The OP rivers were falling into shape, and we were soon swinging flies through high, dirty, yet fishable water. The skies cleared. Temps dropped. Snow fell. Conditions went from marginal to perfect. Not many fish around–Perhaps the bulk of the run (2-salt fish) perished in The Blob?–but enough to keep it interesting. And so much killer water to swing through! I had forgotten how much I love this place, and it felt great to remember.
Another bonus was time with JD Love, a good friend and the dean of Olympic Peninsula fly fishermen. We had a gorgeous elk-roast dinner with the Loves at their home on the Sol Duc, and a few hours here and there on the water together. JD’s generosity extended beyond local knowledge and dinner–he and his wife also came to the rescue when we found a lost beagle on the lower Hoh and spent the evening tracking down its owner.
As the days passed, I looked with fresh eyes at the natural beauty of our rainforest landscape, watched the crowds of bobber-tossing guided anglers grow as the waters dropped (one day I counted 17 boats in at Morgan’s Crossing on the Hoh…), and yes, even managed to scrape up a few fish on the swung fly.
I think it’s one of those things where you forget the treasure you have in your own backyard, take it for granted, grow frustrated with it. But after some time away, you understand and appreciate what you have, and perhaps love it even more than you did before. I will be back on the OP again. Soon.
Sometimes the best foraging is right at home–in this case, in the very back of the freezer. I was digging around for razor clams to cook for Christmas dinner and came up with a long-lost package of hot-smoked king salmon bellies from 2015. September 2015, to be more exact, meaning they were more than a year old. I thawed ’em out and, incredibly, they were delicious. Perfect. Still firm, still dripping with fat, still smoky and salty and awesome.
And looking at the date, I remembered fishing Willapa Bay with my good friend Sweeney, and how the pelicans posed on pilings outside the harbor that morning, and how the sky turned black with sooty shearwaters in the evening. And how we had to scratch to find our kings, and how stoked we were when we put a couple nice ones in the box. Amazing what you can find in the back of the freezer.

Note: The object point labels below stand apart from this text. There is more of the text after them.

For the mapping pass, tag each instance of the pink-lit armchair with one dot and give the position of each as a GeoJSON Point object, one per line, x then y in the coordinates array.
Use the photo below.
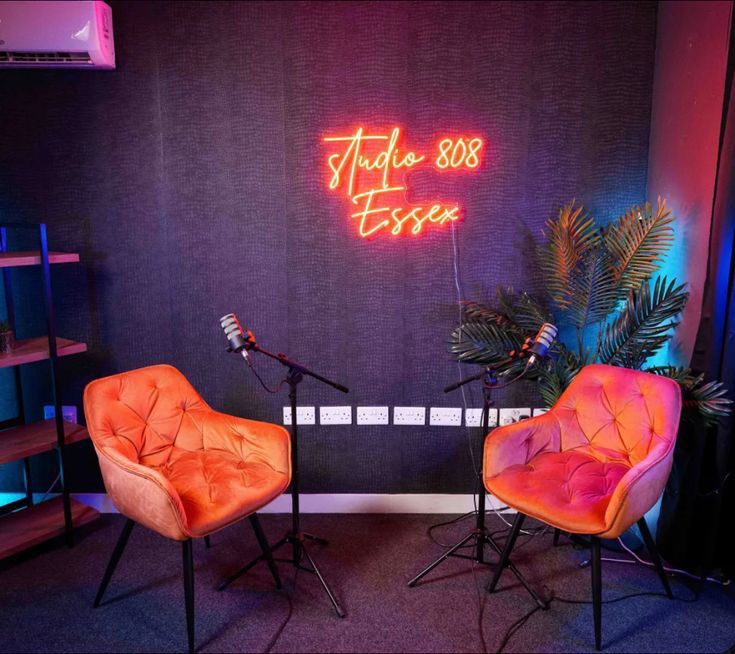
{"type": "Point", "coordinates": [594, 464]}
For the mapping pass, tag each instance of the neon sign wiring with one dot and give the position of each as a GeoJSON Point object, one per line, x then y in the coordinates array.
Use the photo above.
{"type": "Point", "coordinates": [366, 175]}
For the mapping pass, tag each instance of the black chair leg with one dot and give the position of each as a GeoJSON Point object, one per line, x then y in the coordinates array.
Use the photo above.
{"type": "Point", "coordinates": [114, 559]}
{"type": "Point", "coordinates": [653, 551]}
{"type": "Point", "coordinates": [514, 531]}
{"type": "Point", "coordinates": [597, 590]}
{"type": "Point", "coordinates": [189, 591]}
{"type": "Point", "coordinates": [265, 548]}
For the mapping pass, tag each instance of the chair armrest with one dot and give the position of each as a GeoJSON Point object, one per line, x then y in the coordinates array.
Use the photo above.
{"type": "Point", "coordinates": [143, 494]}
{"type": "Point", "coordinates": [518, 443]}
{"type": "Point", "coordinates": [638, 490]}
{"type": "Point", "coordinates": [248, 440]}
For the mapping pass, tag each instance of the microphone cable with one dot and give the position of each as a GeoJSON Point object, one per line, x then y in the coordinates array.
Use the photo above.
{"type": "Point", "coordinates": [260, 379]}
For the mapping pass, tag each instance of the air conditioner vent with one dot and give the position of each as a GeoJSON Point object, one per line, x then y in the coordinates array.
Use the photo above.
{"type": "Point", "coordinates": [45, 57]}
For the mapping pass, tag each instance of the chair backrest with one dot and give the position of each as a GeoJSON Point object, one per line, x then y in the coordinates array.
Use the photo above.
{"type": "Point", "coordinates": [144, 413]}
{"type": "Point", "coordinates": [619, 410]}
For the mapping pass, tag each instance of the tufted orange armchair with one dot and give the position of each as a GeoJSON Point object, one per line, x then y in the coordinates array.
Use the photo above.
{"type": "Point", "coordinates": [173, 464]}
{"type": "Point", "coordinates": [594, 464]}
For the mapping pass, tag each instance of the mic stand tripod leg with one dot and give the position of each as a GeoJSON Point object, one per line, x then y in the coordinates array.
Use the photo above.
{"type": "Point", "coordinates": [444, 557]}
{"type": "Point", "coordinates": [296, 538]}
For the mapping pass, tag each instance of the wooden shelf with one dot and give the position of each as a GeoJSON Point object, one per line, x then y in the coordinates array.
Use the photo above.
{"type": "Point", "coordinates": [27, 440]}
{"type": "Point", "coordinates": [38, 523]}
{"type": "Point", "coordinates": [11, 259]}
{"type": "Point", "coordinates": [30, 350]}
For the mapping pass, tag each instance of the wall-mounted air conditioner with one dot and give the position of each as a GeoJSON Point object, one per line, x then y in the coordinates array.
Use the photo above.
{"type": "Point", "coordinates": [61, 34]}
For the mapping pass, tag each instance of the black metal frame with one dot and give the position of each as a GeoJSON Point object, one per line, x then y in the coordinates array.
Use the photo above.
{"type": "Point", "coordinates": [295, 537]}
{"type": "Point", "coordinates": [596, 567]}
{"type": "Point", "coordinates": [480, 534]}
{"type": "Point", "coordinates": [188, 566]}
{"type": "Point", "coordinates": [53, 356]}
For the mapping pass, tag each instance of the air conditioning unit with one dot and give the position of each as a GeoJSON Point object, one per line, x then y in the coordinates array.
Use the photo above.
{"type": "Point", "coordinates": [61, 34]}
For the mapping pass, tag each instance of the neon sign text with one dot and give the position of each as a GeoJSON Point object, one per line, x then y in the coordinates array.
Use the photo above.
{"type": "Point", "coordinates": [364, 167]}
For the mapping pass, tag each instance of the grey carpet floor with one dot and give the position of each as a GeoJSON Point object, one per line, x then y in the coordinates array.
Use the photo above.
{"type": "Point", "coordinates": [46, 596]}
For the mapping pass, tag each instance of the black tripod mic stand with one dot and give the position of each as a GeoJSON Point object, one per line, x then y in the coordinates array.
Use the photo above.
{"type": "Point", "coordinates": [295, 537]}
{"type": "Point", "coordinates": [479, 536]}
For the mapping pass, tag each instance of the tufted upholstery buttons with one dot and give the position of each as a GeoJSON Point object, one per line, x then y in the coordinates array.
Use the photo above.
{"type": "Point", "coordinates": [172, 462]}
{"type": "Point", "coordinates": [597, 460]}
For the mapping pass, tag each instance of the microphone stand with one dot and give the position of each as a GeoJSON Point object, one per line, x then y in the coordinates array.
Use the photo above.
{"type": "Point", "coordinates": [295, 537]}
{"type": "Point", "coordinates": [480, 535]}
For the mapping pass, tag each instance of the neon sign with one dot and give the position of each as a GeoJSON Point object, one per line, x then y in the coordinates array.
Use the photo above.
{"type": "Point", "coordinates": [364, 169]}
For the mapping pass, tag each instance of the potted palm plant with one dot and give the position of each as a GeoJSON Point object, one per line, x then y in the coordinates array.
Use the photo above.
{"type": "Point", "coordinates": [603, 292]}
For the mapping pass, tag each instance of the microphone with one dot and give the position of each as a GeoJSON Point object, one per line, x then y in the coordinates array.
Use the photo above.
{"type": "Point", "coordinates": [540, 346]}
{"type": "Point", "coordinates": [239, 341]}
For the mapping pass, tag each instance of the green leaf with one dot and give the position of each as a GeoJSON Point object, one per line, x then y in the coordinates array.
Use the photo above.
{"type": "Point", "coordinates": [554, 376]}
{"type": "Point", "coordinates": [709, 399]}
{"type": "Point", "coordinates": [483, 343]}
{"type": "Point", "coordinates": [594, 291]}
{"type": "Point", "coordinates": [522, 310]}
{"type": "Point", "coordinates": [478, 312]}
{"type": "Point", "coordinates": [569, 237]}
{"type": "Point", "coordinates": [637, 242]}
{"type": "Point", "coordinates": [644, 324]}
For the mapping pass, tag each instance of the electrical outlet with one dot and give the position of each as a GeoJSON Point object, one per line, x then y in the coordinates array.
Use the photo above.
{"type": "Point", "coordinates": [372, 415]}
{"type": "Point", "coordinates": [409, 415]}
{"type": "Point", "coordinates": [508, 416]}
{"type": "Point", "coordinates": [445, 417]}
{"type": "Point", "coordinates": [68, 413]}
{"type": "Point", "coordinates": [473, 417]}
{"type": "Point", "coordinates": [306, 415]}
{"type": "Point", "coordinates": [335, 415]}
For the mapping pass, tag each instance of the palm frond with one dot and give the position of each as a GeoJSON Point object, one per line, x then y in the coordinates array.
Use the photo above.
{"type": "Point", "coordinates": [522, 310]}
{"type": "Point", "coordinates": [683, 376]}
{"type": "Point", "coordinates": [483, 343]}
{"type": "Point", "coordinates": [555, 375]}
{"type": "Point", "coordinates": [709, 399]}
{"type": "Point", "coordinates": [479, 312]}
{"type": "Point", "coordinates": [569, 237]}
{"type": "Point", "coordinates": [637, 242]}
{"type": "Point", "coordinates": [644, 324]}
{"type": "Point", "coordinates": [594, 291]}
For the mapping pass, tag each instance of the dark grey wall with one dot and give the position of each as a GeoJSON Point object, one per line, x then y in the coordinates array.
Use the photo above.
{"type": "Point", "coordinates": [192, 182]}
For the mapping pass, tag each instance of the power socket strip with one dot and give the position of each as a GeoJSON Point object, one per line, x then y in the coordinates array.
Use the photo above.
{"type": "Point", "coordinates": [335, 415]}
{"type": "Point", "coordinates": [306, 415]}
{"type": "Point", "coordinates": [409, 415]}
{"type": "Point", "coordinates": [473, 417]}
{"type": "Point", "coordinates": [509, 416]}
{"type": "Point", "coordinates": [445, 417]}
{"type": "Point", "coordinates": [372, 415]}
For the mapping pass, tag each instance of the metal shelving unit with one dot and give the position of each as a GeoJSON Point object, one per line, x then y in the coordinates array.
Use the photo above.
{"type": "Point", "coordinates": [24, 523]}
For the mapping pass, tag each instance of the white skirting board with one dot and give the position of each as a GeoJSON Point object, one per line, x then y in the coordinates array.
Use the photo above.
{"type": "Point", "coordinates": [328, 503]}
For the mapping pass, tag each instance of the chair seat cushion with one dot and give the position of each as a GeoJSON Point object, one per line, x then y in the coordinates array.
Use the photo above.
{"type": "Point", "coordinates": [218, 488]}
{"type": "Point", "coordinates": [569, 490]}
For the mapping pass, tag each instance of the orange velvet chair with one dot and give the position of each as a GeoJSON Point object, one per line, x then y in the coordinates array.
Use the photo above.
{"type": "Point", "coordinates": [594, 464]}
{"type": "Point", "coordinates": [173, 464]}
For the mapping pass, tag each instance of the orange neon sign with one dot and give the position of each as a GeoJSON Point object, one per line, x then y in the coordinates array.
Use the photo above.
{"type": "Point", "coordinates": [364, 166]}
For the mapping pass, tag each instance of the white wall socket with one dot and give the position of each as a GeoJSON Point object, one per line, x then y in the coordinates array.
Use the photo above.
{"type": "Point", "coordinates": [445, 417]}
{"type": "Point", "coordinates": [305, 415]}
{"type": "Point", "coordinates": [409, 415]}
{"type": "Point", "coordinates": [473, 417]}
{"type": "Point", "coordinates": [508, 416]}
{"type": "Point", "coordinates": [335, 415]}
{"type": "Point", "coordinates": [372, 415]}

Last month I spent a few days on the Clearwater River, outside of Lewiston, Idaho. I hadn’t fished it before, and wanted to experience a salmon and steelhead river so far from the sea. In an icy downstream wind, we found a fast-flowing coldwater river of broad riffles and perfect, cobbled bottom running through hills covered in pine, dry grass and rock. The steelhead were few and far between, but it hardly mattered–this was the kind of water I dream of, in a place of exhilarating beauty.
An eddy was littered with the bodies of spawned out king salmon, and it was hard to look at them and not think of what it took for them to get here. 450 miles. Eight dams. Uncountable threats. And these fish did it as six-inch smolts going downstream, roamed the Pacific Ocean for years, and somehow found their way back as full-grown adults.
The night before, there was a hearing in Lewiston on the removal of the four Lower-Snake River dams. Two weeks later, there was another in Boise on the same day as a crowd rallied and marched in Seattle to bring down these deadbeat dams. There is opposition, for sure, but momentum is building. I can feel it. We need to keep the pressure on, the interest up, and I think we can one day make the trip home easier for thousands of inland salmon and steelhead. I want to be there when it happens.